Keira Knightley had worked with director Joe Wright on a number of projects prior to Cut, including the feature films Pride & Prejudice and Atonement, and a 2008 television commercial for Chanel perfume. The pair volunteered their time for Cut at no charge, and convinced a team of around fifty others to do so as well. The assembled team included BAFTA-nominated make-up artist Ivana Primorac and cinematographer Seamus McGarvey, whose work with Wright on Atonement earned him an Academy Award nomination. Filming took place in January 2009, and the piece was intended to begin airing on 2 April.

==Release and reception==
It was intended that Cut begin broadcasting simultaneously on post-watershed television and during trailers for 15-rated films in cinemas from 2 April 2009. However, when the commercial was sent for approval by Clearcast, the advertising authority refused permission for Cut to appear on British television either before or after the watershed. Clearcast advised that the final scene of Cut, in which Knightley's character is being kicked repeatedly by her boyfriend, was too violent and likely to cause offense, and therefore demanded that the scene be removed from the piece before it could be televised. Women's Aid refused to make the modifications, instead electing to eschew television and concentrate on the cinema, online, and print aspects of the campaign. Cut made its debut at cinemas on 6 April. Media space was donated by the cinema advertising companies Pearl & Dean, Digital Cinema Media, and Admedia. The ad also appeared online, both at a dedicated microsite and on video sharing website YouTube. This online component was backed up with a series of print advertisements created by Grey London creative director Nils Leonard.

The campaign was received well by the public. Within six days the film had over half a million hits online, swiftly rising to over a million.
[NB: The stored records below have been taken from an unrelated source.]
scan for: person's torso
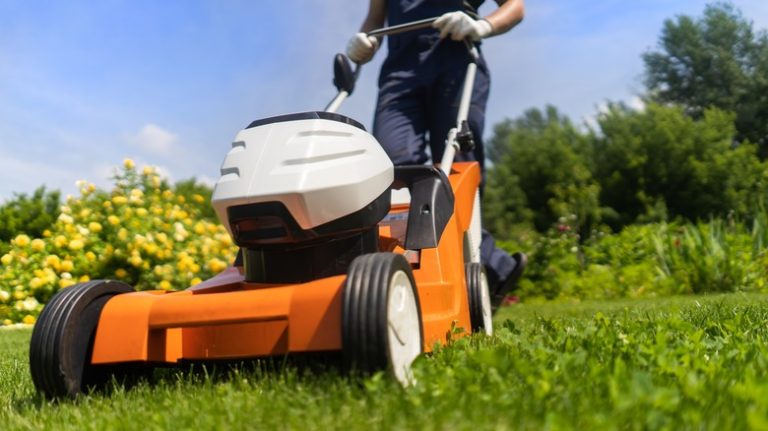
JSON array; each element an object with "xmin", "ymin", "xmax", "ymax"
[{"xmin": 387, "ymin": 0, "xmax": 484, "ymax": 64}]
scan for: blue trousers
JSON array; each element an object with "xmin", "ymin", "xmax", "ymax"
[{"xmin": 373, "ymin": 36, "xmax": 516, "ymax": 286}]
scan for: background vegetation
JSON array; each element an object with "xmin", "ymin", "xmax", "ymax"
[{"xmin": 0, "ymin": 3, "xmax": 768, "ymax": 325}]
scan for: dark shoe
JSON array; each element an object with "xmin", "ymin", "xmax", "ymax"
[{"xmin": 491, "ymin": 252, "xmax": 528, "ymax": 313}]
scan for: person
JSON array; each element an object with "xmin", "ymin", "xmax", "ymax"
[{"xmin": 347, "ymin": 0, "xmax": 527, "ymax": 310}]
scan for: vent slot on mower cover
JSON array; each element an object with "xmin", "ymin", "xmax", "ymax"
[
  {"xmin": 392, "ymin": 165, "xmax": 455, "ymax": 250},
  {"xmin": 227, "ymin": 190, "xmax": 391, "ymax": 283}
]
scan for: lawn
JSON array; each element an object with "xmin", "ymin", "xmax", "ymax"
[{"xmin": 0, "ymin": 294, "xmax": 768, "ymax": 430}]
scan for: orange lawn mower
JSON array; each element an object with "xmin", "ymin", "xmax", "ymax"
[{"xmin": 30, "ymin": 18, "xmax": 492, "ymax": 398}]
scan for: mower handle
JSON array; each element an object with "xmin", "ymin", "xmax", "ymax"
[{"xmin": 367, "ymin": 16, "xmax": 440, "ymax": 37}]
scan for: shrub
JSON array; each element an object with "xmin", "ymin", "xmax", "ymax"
[{"xmin": 0, "ymin": 160, "xmax": 235, "ymax": 324}]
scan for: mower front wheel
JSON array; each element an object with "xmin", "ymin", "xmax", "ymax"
[
  {"xmin": 29, "ymin": 280, "xmax": 134, "ymax": 398},
  {"xmin": 341, "ymin": 253, "xmax": 424, "ymax": 385},
  {"xmin": 464, "ymin": 262, "xmax": 493, "ymax": 335}
]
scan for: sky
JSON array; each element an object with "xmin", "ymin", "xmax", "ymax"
[{"xmin": 0, "ymin": 0, "xmax": 768, "ymax": 201}]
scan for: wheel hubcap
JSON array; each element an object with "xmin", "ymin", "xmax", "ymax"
[
  {"xmin": 387, "ymin": 271, "xmax": 424, "ymax": 385},
  {"xmin": 480, "ymin": 273, "xmax": 493, "ymax": 335}
]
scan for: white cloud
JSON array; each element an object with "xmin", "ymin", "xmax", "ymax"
[{"xmin": 127, "ymin": 123, "xmax": 179, "ymax": 156}]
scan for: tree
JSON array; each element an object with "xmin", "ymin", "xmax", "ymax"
[
  {"xmin": 484, "ymin": 106, "xmax": 599, "ymax": 237},
  {"xmin": 593, "ymin": 103, "xmax": 766, "ymax": 229},
  {"xmin": 0, "ymin": 186, "xmax": 61, "ymax": 245},
  {"xmin": 643, "ymin": 3, "xmax": 768, "ymax": 156}
]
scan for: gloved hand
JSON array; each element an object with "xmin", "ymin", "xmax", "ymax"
[
  {"xmin": 347, "ymin": 33, "xmax": 379, "ymax": 64},
  {"xmin": 432, "ymin": 12, "xmax": 493, "ymax": 41}
]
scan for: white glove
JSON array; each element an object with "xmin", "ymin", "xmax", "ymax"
[
  {"xmin": 347, "ymin": 33, "xmax": 379, "ymax": 64},
  {"xmin": 432, "ymin": 12, "xmax": 493, "ymax": 41}
]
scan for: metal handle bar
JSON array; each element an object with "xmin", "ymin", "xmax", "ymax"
[{"xmin": 368, "ymin": 16, "xmax": 440, "ymax": 36}]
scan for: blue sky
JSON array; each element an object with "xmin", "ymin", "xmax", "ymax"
[{"xmin": 0, "ymin": 0, "xmax": 768, "ymax": 200}]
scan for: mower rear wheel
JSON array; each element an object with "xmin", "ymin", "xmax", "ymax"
[
  {"xmin": 29, "ymin": 280, "xmax": 134, "ymax": 398},
  {"xmin": 464, "ymin": 262, "xmax": 493, "ymax": 335},
  {"xmin": 341, "ymin": 253, "xmax": 424, "ymax": 385}
]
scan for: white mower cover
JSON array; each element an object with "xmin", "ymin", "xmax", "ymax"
[{"xmin": 212, "ymin": 115, "xmax": 394, "ymax": 235}]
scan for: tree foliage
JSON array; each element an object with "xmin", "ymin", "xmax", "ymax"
[
  {"xmin": 643, "ymin": 3, "xmax": 768, "ymax": 155},
  {"xmin": 0, "ymin": 186, "xmax": 61, "ymax": 242},
  {"xmin": 485, "ymin": 103, "xmax": 768, "ymax": 236},
  {"xmin": 485, "ymin": 106, "xmax": 599, "ymax": 238}
]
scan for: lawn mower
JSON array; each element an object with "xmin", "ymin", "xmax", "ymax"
[{"xmin": 30, "ymin": 18, "xmax": 492, "ymax": 398}]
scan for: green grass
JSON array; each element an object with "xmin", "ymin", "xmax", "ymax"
[{"xmin": 0, "ymin": 294, "xmax": 768, "ymax": 430}]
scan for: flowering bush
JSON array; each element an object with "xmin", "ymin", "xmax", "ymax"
[{"xmin": 0, "ymin": 159, "xmax": 236, "ymax": 325}]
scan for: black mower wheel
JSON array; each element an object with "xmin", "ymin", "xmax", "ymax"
[
  {"xmin": 29, "ymin": 280, "xmax": 134, "ymax": 398},
  {"xmin": 341, "ymin": 253, "xmax": 424, "ymax": 385},
  {"xmin": 464, "ymin": 262, "xmax": 493, "ymax": 335}
]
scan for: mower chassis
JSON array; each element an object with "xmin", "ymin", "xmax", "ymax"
[{"xmin": 91, "ymin": 162, "xmax": 480, "ymax": 364}]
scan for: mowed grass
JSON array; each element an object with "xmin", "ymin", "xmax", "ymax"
[{"xmin": 0, "ymin": 294, "xmax": 768, "ymax": 430}]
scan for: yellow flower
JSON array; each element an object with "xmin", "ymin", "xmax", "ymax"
[
  {"xmin": 53, "ymin": 235, "xmax": 69, "ymax": 248},
  {"xmin": 69, "ymin": 239, "xmax": 85, "ymax": 251},
  {"xmin": 13, "ymin": 234, "xmax": 30, "ymax": 247},
  {"xmin": 32, "ymin": 238, "xmax": 45, "ymax": 251},
  {"xmin": 45, "ymin": 254, "xmax": 61, "ymax": 271},
  {"xmin": 61, "ymin": 259, "xmax": 75, "ymax": 272},
  {"xmin": 59, "ymin": 213, "xmax": 74, "ymax": 224},
  {"xmin": 29, "ymin": 277, "xmax": 44, "ymax": 290},
  {"xmin": 128, "ymin": 255, "xmax": 143, "ymax": 267}
]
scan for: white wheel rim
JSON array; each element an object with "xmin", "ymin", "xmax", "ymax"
[
  {"xmin": 479, "ymin": 272, "xmax": 493, "ymax": 335},
  {"xmin": 387, "ymin": 271, "xmax": 424, "ymax": 386}
]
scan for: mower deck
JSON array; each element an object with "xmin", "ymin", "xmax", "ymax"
[{"xmin": 91, "ymin": 162, "xmax": 480, "ymax": 364}]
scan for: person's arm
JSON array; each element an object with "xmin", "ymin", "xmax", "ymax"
[
  {"xmin": 432, "ymin": 0, "xmax": 525, "ymax": 41},
  {"xmin": 347, "ymin": 0, "xmax": 387, "ymax": 64},
  {"xmin": 360, "ymin": 0, "xmax": 387, "ymax": 33},
  {"xmin": 484, "ymin": 0, "xmax": 525, "ymax": 35}
]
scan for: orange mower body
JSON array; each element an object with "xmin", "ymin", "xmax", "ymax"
[{"xmin": 91, "ymin": 162, "xmax": 480, "ymax": 365}]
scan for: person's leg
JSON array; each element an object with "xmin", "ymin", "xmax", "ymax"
[
  {"xmin": 373, "ymin": 79, "xmax": 429, "ymax": 166},
  {"xmin": 428, "ymin": 50, "xmax": 527, "ymax": 310}
]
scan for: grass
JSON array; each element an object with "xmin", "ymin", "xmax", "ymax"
[{"xmin": 0, "ymin": 294, "xmax": 768, "ymax": 430}]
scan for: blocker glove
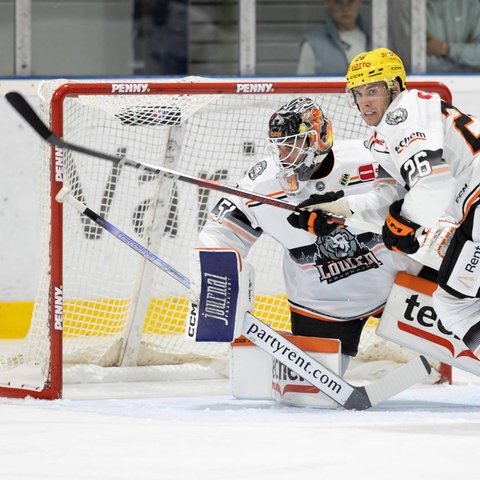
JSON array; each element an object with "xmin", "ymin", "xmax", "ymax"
[
  {"xmin": 287, "ymin": 191, "xmax": 344, "ymax": 237},
  {"xmin": 382, "ymin": 200, "xmax": 423, "ymax": 254}
]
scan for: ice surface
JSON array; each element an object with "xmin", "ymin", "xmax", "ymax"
[{"xmin": 0, "ymin": 371, "xmax": 480, "ymax": 480}]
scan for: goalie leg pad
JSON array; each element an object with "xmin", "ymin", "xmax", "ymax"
[
  {"xmin": 376, "ymin": 272, "xmax": 480, "ymax": 375},
  {"xmin": 186, "ymin": 249, "xmax": 254, "ymax": 342},
  {"xmin": 230, "ymin": 333, "xmax": 342, "ymax": 408}
]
Of those who viewed Cut, only two wrote to complain to the Advertising Standards Authority. Clearcast's decision to block the piece from appearing on television was widely lambasted. Reactions by the media to the ad itself were mixed. Yasmin Alibhai-Brown of The Independent supported the piece, saying: "I know seeing her heroine Keira Knightley being knocked about by her lover will shake and wake my daughter up to this crime. Nothing I can say will have the same impact." However, Kira Cochrane of The Guardian was more critical, saying: "[O]nce the initial horror had passed, I was left wondering about the point of the ad. [...] [T]here's something about a celebrity being used to represent a domestic violence victim that makes me feel slightly queasy." It was also featured as one of the top ten celebrity advertisements of 2009 in Campaign magazine. Irrespective of these differing opinions, Cut has proven to be a financial and critical success. During the period in which the campaign ran in cinemas and print, metrics reported a 33% increase in awareness of the charity, and Women's Aid received a 50% rise in people looking to make a donation. The campaign was also shortlisted for a Cyber Lion at the Cannes Lions International Advertising Festival, considered one of the most prestigious awards in the advertising industry.